# Moving Content From K's TOC



## Marci (Nov 13, 2008)

Hi, All - 

I am hoping to clear the TOC.  Yesterday I moved a bunch of books to my SD card hoping those books would no longer show up.  Looked at my Kindle today and all the titles on the SD card are showing.

I know when I'm in the Content Manager I can have a sort by Kindle only or SD only.  Can the same be done for the TOC?

Thanks for any advice.  I'm still learning the ropes -

Marci


----------



## Sandpiper (Oct 28, 2008)

Are you sure?  I don't have an SD card, but looking at things . . . .  If you're in K TOC, go to Menu, then Content Manager, then Show and Sort, select Show Kindle Memory Only (Show SD Memory Card Only is an option).  Then press Home button.  I think that should give you K TOC only.  

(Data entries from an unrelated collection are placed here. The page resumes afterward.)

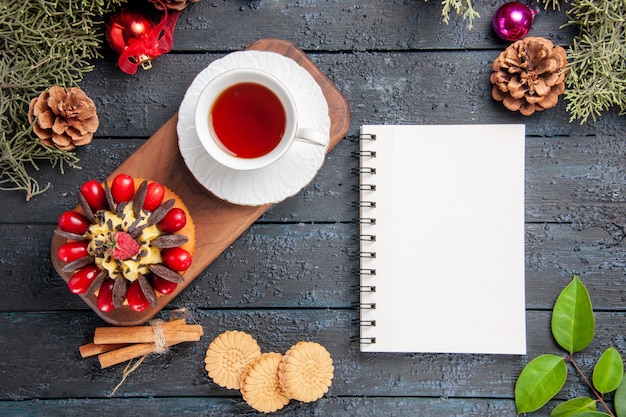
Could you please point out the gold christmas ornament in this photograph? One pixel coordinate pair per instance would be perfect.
(529, 75)
(172, 4)
(63, 118)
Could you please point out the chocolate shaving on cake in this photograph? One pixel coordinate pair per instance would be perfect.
(135, 231)
(78, 264)
(160, 212)
(97, 282)
(140, 197)
(120, 209)
(169, 241)
(100, 217)
(147, 289)
(85, 206)
(166, 273)
(119, 291)
(68, 235)
(110, 201)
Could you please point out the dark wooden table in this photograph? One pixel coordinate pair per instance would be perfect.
(291, 275)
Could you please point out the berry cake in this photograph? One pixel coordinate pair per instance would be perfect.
(128, 242)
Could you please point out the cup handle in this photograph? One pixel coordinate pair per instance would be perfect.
(312, 136)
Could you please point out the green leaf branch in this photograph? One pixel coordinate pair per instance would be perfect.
(573, 328)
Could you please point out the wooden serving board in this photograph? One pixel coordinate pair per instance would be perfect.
(218, 223)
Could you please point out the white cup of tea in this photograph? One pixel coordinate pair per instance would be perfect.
(246, 119)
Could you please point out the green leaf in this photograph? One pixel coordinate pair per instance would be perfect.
(573, 406)
(619, 400)
(608, 372)
(573, 324)
(540, 380)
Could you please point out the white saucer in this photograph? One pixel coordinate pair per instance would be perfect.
(283, 178)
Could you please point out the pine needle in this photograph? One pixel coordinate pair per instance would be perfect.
(42, 43)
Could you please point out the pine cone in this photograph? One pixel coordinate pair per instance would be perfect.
(529, 75)
(63, 118)
(173, 4)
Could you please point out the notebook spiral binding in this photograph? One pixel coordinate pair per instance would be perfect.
(366, 186)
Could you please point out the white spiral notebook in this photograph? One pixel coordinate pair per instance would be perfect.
(442, 239)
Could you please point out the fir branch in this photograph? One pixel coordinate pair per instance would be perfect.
(597, 78)
(556, 4)
(42, 43)
(462, 8)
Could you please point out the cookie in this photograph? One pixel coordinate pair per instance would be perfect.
(260, 386)
(306, 371)
(228, 356)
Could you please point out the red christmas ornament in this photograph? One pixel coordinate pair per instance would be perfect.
(138, 40)
(513, 20)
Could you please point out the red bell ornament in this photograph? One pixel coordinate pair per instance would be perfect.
(138, 40)
(513, 20)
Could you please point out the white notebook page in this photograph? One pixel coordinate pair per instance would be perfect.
(449, 239)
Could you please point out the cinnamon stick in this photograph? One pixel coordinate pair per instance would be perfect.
(172, 330)
(91, 349)
(139, 349)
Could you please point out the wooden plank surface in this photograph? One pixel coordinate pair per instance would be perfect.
(291, 274)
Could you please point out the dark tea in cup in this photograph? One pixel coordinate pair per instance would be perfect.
(248, 119)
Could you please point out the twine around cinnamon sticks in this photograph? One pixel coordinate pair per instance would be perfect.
(115, 345)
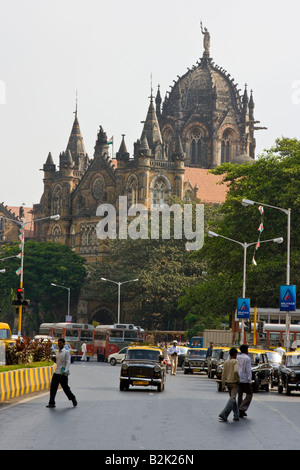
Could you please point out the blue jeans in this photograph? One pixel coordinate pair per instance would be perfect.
(231, 405)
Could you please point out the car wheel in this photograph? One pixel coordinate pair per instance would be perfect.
(123, 386)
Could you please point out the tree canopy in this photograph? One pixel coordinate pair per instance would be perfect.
(273, 179)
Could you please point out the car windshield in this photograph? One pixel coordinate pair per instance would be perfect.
(143, 354)
(274, 357)
(255, 358)
(216, 353)
(4, 334)
(292, 361)
(197, 352)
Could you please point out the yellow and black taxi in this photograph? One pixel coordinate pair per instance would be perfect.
(289, 373)
(195, 361)
(143, 366)
(5, 335)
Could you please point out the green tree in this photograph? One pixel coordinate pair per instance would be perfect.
(273, 179)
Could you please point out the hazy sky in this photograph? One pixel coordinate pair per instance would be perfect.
(108, 50)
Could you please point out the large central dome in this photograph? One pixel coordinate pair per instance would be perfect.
(205, 110)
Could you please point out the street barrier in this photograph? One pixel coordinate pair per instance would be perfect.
(15, 383)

Is that what you're asking?


----------



## Mike D. aka jmiked (Oct 28, 2008)

Sandpiper said:


> Are you sure? I don't have an SD card, but looking at things . . . . If you're in K TOC, go to Menu, then Content Manager, then Show and Sort, select Show Kindle Memory Only (Show SD Memory Card Only is an option). Then press Home button. I think that should give you K TOC only.
> 
> Is that what you're asking?


That settings appears to only affect the display when in the Contents Manager. Mine shows everything on the Kindle when in TOC mode, regardless of what settings I choose in the Content Manager.


----------



## Dori (Oct 28, 2008)

This is why I bought an SD card too.  I do not need the memory, I have plenty  (correction,  my KIndle has plenty).  You must remove the SD card from the Kindle and then only the KIndle contents will show on your home page.


----------



## stevene9 (Nov 9, 2008)

If you want to keep things on the Kindle but don't want them to show up in TOC, I make a new folder (in either the K or SD card, it doesn't matter) and DON'T name it documents (I name mine Old). Move things in there and they won't show up anywhere. You can always move them back when you want to access them.

Steve


----------



## Marci (Nov 13, 2008)

This sounds cool!  I will try it over the weekend.

Thanks,

Marci


----------